Opinion: Trump refuses to do anything about climate change, even as California and the West burn

California wildfire briefing
At Sacramento McClellan Airport in McClellan Park on Monday, Gov. Gavin Newsom, left, and President Trump are briefed on the wildfires burning in California.
(Associated Press)

President Trump arrived in California Monday to offer his own assessment of the wildfires that have left vast swaths of the West charred and smoky. It’s not climate change driving the ever worsening fires, in the president’s view. It’s the exploding trees. And all those dried leaves piled up on the ground.

If California would just clean up its messes and do more forest management, Trump suggested, the problem could be solved.

If only it were that easy.


Yes, California and other Western states could be doing a lot more to make forests more resilient to wildfires. But as Gov. Gavin Newsom pointed out, the federal government owns 57% of the forest land in California. The state owns just 3% and the rest is in private hands.

Despite that lopsided ownership ratio, California spends five to six times more than the federal government does on fires and forestry in the state, according to a briefing Newsom gave to Trump. The California Department of Forestry and Fire Protection spent $3 billion in 2018 on fire management. The U.S. Forest service budgeted $500 million for the state.

So, yes, there does need to be a lot more forest management done — by the federal government, in partnership with the states and private land owners. None of this will be simple or fast. Decades of fire suppression by land managers and fire departments prevented the regular, low-level wildfires that once served as natural forest management.

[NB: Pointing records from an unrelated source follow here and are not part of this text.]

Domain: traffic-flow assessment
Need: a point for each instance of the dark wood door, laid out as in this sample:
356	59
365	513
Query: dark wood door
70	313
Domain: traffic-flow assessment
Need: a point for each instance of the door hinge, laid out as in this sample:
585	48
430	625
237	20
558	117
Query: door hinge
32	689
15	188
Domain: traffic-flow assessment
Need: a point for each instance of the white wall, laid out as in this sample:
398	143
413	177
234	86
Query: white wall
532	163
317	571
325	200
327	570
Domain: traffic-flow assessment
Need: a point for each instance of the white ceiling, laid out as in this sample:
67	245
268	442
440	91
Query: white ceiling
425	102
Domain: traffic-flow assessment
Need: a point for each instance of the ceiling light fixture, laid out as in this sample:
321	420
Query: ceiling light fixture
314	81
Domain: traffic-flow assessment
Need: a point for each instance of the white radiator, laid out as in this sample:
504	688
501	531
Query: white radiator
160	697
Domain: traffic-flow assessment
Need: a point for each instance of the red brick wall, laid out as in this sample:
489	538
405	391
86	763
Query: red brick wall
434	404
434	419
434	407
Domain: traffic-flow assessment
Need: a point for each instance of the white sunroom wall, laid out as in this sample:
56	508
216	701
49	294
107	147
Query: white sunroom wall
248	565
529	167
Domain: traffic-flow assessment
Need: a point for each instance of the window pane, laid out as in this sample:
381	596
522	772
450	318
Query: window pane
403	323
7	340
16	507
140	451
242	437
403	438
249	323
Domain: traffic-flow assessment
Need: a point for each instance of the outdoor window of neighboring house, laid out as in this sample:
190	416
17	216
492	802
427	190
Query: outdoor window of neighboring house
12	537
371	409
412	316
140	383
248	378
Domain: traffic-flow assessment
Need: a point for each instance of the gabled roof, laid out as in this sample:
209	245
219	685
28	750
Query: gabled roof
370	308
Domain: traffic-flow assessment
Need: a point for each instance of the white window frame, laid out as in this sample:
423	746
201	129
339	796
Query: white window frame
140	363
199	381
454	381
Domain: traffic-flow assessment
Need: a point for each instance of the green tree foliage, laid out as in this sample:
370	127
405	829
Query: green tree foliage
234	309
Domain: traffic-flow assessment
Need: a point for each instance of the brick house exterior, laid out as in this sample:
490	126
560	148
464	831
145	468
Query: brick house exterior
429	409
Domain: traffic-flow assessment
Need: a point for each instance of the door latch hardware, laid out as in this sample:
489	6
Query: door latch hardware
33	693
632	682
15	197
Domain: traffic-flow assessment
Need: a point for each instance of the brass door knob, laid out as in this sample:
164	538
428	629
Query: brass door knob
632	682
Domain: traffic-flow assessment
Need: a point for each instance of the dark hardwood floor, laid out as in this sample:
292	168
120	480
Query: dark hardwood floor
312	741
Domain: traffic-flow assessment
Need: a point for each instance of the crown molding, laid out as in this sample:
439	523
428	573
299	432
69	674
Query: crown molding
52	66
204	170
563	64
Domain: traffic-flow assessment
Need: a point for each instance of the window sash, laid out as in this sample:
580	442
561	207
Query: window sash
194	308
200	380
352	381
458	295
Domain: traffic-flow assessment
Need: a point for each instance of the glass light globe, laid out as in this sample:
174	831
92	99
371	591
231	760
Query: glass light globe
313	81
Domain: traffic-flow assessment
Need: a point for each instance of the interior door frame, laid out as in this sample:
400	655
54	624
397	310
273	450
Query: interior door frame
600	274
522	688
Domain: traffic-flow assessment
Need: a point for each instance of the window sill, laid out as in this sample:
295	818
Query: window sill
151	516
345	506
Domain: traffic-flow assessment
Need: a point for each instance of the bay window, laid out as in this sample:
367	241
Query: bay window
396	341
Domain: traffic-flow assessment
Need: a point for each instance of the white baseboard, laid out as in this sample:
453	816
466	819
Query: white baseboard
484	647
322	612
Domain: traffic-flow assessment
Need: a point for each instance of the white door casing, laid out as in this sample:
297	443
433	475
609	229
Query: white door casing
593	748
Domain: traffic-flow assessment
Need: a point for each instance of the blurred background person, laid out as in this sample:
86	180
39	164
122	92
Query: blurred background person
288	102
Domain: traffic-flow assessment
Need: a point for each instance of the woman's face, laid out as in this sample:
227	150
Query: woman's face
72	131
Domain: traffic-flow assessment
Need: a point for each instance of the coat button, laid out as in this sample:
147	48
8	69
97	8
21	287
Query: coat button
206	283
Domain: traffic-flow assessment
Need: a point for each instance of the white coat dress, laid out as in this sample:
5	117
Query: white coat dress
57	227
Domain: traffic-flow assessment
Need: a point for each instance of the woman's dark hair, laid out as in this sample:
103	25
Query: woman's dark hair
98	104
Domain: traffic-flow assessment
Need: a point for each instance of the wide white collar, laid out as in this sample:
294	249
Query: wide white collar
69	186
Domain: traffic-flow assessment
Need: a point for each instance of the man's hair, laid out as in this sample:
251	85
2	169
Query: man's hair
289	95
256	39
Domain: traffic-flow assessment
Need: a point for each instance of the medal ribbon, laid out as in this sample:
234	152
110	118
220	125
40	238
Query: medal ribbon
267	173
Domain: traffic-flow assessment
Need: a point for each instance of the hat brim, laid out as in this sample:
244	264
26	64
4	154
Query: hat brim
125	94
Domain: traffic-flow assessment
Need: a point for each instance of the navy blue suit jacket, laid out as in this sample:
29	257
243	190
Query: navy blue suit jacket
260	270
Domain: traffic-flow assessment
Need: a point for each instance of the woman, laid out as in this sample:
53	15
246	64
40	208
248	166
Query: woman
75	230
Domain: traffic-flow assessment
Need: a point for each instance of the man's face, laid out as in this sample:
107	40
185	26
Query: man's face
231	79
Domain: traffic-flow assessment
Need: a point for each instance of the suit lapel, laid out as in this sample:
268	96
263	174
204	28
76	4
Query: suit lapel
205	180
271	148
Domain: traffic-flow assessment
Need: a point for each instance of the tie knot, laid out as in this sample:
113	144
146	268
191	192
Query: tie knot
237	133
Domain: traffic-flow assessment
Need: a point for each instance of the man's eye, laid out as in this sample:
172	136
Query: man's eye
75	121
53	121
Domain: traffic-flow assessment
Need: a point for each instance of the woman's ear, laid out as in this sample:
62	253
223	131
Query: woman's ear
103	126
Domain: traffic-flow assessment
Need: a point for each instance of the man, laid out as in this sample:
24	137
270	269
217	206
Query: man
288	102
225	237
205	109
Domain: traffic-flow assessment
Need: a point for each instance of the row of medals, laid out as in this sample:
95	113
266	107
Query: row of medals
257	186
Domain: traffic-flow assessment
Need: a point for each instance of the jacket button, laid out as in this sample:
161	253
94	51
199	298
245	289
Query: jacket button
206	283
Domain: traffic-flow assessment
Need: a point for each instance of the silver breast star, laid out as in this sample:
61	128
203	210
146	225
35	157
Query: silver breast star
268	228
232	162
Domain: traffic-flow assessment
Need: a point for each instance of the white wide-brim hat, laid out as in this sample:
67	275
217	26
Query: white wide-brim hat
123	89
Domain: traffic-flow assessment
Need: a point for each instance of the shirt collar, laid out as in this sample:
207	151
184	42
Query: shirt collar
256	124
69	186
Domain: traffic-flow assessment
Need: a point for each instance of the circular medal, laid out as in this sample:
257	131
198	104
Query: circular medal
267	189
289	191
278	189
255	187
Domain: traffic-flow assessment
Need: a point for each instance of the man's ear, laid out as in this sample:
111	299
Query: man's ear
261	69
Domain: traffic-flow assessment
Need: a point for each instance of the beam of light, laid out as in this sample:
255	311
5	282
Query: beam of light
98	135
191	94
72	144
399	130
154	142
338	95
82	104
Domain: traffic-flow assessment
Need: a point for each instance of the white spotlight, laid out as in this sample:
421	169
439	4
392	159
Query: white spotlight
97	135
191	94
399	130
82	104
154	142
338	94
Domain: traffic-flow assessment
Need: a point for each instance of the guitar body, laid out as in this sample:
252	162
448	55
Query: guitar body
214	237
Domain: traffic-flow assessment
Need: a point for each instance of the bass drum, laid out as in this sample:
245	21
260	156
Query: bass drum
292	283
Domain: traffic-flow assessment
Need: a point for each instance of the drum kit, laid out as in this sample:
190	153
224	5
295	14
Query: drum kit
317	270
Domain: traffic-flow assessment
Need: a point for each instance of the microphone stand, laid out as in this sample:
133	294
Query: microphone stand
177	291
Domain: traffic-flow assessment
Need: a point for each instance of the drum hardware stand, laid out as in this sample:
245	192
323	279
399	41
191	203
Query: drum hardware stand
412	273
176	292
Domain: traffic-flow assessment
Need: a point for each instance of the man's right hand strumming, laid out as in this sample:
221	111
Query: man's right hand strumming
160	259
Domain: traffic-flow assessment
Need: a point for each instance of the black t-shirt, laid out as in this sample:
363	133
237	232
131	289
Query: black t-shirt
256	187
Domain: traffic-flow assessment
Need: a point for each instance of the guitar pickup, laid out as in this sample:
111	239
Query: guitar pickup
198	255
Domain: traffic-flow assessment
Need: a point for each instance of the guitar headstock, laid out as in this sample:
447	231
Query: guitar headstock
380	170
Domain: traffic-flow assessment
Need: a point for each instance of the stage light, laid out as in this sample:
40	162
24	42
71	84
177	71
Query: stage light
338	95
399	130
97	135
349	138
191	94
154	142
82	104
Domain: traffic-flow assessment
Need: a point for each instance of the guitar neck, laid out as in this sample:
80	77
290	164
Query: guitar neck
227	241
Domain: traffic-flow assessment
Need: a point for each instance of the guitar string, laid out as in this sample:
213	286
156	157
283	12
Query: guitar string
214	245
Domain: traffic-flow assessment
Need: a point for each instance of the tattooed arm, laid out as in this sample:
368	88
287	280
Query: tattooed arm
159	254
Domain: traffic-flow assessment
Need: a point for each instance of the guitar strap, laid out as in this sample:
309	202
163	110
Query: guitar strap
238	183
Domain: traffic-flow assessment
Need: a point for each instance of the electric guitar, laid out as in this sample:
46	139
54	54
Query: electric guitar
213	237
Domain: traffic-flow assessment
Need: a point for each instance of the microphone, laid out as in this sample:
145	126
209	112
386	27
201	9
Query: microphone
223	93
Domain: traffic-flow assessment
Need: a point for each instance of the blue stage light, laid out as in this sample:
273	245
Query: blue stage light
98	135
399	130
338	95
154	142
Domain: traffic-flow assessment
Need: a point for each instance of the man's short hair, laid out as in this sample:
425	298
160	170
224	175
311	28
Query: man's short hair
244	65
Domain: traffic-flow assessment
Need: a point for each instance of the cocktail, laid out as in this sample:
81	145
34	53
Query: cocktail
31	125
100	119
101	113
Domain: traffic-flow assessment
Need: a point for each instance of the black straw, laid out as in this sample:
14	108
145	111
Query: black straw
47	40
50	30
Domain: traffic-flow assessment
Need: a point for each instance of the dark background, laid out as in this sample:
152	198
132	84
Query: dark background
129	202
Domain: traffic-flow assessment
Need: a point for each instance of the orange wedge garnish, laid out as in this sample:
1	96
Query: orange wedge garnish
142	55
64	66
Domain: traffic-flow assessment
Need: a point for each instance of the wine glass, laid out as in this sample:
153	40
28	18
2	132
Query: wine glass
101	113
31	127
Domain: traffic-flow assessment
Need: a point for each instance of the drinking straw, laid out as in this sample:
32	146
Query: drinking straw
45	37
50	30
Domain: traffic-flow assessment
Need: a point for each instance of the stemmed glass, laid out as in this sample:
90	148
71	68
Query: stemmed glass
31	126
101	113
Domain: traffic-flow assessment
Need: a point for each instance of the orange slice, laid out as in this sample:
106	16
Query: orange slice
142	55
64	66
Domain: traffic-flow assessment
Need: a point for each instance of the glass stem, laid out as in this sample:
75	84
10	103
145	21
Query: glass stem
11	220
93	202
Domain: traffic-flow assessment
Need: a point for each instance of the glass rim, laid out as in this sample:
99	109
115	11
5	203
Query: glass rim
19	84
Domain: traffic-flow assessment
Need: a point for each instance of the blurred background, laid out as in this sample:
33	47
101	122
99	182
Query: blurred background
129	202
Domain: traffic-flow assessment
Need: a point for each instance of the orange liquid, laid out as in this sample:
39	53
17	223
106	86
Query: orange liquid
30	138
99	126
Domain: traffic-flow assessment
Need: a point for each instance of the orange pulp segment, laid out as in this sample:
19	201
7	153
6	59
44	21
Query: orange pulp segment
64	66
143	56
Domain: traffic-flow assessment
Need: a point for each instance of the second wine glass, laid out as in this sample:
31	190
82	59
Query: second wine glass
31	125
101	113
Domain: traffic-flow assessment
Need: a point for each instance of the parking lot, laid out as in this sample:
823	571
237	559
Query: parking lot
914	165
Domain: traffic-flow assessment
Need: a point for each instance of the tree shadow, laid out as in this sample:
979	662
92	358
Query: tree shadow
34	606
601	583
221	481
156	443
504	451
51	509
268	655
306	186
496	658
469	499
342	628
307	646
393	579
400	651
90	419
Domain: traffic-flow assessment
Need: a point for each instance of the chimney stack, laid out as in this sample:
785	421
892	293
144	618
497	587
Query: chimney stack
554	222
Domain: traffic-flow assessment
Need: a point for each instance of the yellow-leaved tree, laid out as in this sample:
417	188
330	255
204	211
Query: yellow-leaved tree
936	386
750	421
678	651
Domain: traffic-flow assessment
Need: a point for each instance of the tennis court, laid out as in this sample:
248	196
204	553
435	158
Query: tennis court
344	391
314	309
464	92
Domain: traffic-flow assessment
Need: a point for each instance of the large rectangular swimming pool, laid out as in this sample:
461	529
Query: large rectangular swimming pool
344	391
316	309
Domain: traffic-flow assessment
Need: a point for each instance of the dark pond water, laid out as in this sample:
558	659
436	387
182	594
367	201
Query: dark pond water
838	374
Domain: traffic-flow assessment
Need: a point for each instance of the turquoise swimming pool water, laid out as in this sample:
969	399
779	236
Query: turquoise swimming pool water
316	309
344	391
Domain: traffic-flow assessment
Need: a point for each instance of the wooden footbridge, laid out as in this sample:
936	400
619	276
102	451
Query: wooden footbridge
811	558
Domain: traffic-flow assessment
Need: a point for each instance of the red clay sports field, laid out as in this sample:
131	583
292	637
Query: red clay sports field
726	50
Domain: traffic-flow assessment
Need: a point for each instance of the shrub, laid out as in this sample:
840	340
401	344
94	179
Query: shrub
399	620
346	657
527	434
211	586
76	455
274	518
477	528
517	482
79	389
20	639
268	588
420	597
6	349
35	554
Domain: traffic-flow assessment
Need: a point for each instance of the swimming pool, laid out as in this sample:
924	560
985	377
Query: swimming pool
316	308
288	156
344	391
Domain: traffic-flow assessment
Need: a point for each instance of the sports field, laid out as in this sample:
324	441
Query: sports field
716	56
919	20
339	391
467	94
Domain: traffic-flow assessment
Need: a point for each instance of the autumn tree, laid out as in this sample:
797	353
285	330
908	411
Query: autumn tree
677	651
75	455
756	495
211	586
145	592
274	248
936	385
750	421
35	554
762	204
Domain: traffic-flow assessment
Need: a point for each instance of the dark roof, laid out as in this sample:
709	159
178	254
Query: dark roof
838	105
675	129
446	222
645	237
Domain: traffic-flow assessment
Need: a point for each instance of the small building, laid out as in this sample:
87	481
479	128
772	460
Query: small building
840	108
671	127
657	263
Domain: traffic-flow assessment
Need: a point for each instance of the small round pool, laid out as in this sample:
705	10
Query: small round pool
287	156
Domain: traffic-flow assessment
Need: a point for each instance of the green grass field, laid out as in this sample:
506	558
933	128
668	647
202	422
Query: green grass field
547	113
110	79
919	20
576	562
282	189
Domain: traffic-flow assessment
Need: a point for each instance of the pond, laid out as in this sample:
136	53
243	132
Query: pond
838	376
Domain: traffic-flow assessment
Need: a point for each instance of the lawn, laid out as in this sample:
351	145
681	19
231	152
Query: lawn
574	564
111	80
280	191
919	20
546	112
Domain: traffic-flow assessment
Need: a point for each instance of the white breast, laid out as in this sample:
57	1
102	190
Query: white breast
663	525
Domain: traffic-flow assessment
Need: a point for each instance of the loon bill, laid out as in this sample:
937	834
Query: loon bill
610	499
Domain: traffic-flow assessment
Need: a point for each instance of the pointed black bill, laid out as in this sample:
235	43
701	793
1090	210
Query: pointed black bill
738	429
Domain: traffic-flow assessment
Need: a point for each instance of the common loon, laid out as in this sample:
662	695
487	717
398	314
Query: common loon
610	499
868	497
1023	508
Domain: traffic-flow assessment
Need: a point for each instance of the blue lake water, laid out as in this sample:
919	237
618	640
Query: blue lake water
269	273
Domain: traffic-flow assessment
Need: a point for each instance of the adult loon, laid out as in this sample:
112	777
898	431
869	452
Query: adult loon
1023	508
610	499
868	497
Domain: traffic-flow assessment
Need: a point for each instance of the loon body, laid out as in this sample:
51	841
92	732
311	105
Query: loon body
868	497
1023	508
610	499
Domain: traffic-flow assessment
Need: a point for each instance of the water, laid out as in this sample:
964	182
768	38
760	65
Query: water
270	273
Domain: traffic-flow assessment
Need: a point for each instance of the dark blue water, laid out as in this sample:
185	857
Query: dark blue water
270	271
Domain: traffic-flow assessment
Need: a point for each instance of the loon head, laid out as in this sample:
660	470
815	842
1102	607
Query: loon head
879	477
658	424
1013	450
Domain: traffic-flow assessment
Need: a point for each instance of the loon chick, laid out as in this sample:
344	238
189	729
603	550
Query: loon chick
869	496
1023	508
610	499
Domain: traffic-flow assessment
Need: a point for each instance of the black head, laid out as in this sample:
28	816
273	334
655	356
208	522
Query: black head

Returning the forests to better health will be labor intensive, time consuming and really expensive. Trump can talk about more effective forest management as much as he wants. It will come to pass only if he works with Congress to budget a lot more money for the U.S. Forest Service. It’s also worth remembering that some of the most destructive fires in recent years have been in the chaparral-covered hills, such as the Woolsey fire in Malibu. Forest management is important, but it’s not the one-size-fits-all solution to California’s worsening fire season.

Beyond that, Trump’s myopic focus on forest management misses the big picture. Climate change is undeniably behind the worsening fires.

Forecasters have long warned that higher temperatures and prolonged droughts will make more areas vulnerable to fire. The number of days with extreme wildfire weather in California has more than doubled since the early 1980s, primarily due to warming temperatures drying out vegetation, The Times reported. Wildfires have raged through geography usually considered at low risk of severe fire, such as the cool, damp coastal redwood forests near Santa Cruz.


And all of this is happening now. Imagine how much worse it could get as the world continues to burn fossil fuels and warm the planet. California’s Climate Change Assessment released in 2018 warned that if greenhouse gases continue to rise, extreme wildfires would become more frequent and the average area burned statewide would increase by 77% by the end of the century.

We have a president who is not just pooh-poohing the threat, he’s exacerbating the problem by aggressively promoting the use of fossil fuels. In fact, when California’s Natural Resources Secretary Wade Crowfoot pressed Trump to not ignore the impact of climate change on the state’s wildfires, the president responded, “It’ll start getting cooler. You just watch.”

No, we really cannot sit and watch and hope for a cooler tomorrow or next year. California and Western states could rake the forests all day long, but it will be little help if the U.S. and the world don’t do more to slash greenhouse gases and slow climate change.